Nelle more del giudizio, il difensore del sig. NO comunicava l'avvenuto decesso del contribuente, avvenuto in data 19/02/2021, e il processo veniva interrotto e successivamente riassunto nei confronti degli eredi.
MOTIVI DELLA DECISIONE
All'esito della trattazione questa Corte ritiene che l'appello principale di Agenzia delle Entrate-Riscossione sia meritevole di accoglimento. La documentazione prodotta in appello dall'Agente della Riscossione prova in modo inequivocabile che il contribuente aveva ricevuto personalmente le cartelle di pagamento presupposte.
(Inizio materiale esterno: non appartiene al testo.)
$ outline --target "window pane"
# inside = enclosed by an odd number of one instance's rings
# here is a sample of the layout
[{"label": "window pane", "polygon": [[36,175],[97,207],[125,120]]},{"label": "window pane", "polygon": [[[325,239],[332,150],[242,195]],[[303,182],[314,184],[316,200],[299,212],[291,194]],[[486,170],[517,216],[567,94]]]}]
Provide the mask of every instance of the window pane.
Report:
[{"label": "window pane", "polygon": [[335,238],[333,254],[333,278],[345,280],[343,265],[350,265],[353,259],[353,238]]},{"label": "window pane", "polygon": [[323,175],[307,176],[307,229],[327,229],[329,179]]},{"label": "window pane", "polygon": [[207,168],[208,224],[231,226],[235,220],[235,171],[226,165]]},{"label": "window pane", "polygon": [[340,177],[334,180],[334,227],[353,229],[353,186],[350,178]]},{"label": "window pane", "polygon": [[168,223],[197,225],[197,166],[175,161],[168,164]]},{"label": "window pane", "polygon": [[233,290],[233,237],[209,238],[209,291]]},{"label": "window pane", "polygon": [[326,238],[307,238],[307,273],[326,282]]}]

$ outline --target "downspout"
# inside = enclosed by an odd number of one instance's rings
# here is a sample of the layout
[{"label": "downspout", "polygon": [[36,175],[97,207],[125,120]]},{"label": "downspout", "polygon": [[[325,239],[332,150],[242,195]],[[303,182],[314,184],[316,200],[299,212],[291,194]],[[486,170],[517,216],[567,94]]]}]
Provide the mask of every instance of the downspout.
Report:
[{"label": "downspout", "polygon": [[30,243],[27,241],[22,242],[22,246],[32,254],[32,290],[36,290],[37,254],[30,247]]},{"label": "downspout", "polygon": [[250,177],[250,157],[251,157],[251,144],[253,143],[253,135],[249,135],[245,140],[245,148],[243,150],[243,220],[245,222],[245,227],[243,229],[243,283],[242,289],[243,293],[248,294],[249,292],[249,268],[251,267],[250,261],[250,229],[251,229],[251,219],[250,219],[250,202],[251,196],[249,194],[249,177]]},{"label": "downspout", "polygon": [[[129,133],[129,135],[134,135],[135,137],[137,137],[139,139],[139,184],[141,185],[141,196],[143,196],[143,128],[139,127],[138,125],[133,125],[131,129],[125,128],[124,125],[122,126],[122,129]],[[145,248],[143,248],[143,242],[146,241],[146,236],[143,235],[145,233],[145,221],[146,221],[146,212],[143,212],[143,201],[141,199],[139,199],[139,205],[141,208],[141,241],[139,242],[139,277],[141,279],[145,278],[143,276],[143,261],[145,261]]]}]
Tale prova documentale determina il venir meno del presupposto su cui la CTP aveva fondato l'annullamento dell'intimazione di pagamento, ovvero l'omessa notifica degli atti presupposti. Ne consegue che l'intimazione di pagamento notificata il 12/03/2018 è efficace, essendo intervenuta prima della scadenza dei termini prescrizionali rispetto alla notifica delle cartelle del 2013.
L'accoglimento dell'appello principale determina, in ordine all'appello incidentale del comune, la carenza di interesse ad agire.
Con riferimento alle spese di lite, nonostante la soccombenza degli eredi del contribuente nel presente grado, si ritiene equo compensare le spese del doppio grado di giudizio. Tale decisione è motivata dalla condotta processuale dell'Agente della Riscossione che, rimanendo contumace in primo grado, ha indotto il giudice di prime cure in errore non fornendo tempestivamente la prova della notifica delle cartelle, pur essendone in possesso.
P.Q.M.
La Corte accoglie l'appello principale, dichiara la legittimità dell'intimazione di pagamento n.
09420189000995412000. Le spese per entrambi i gradi di giudizio sono compensate per quanto in motivazione.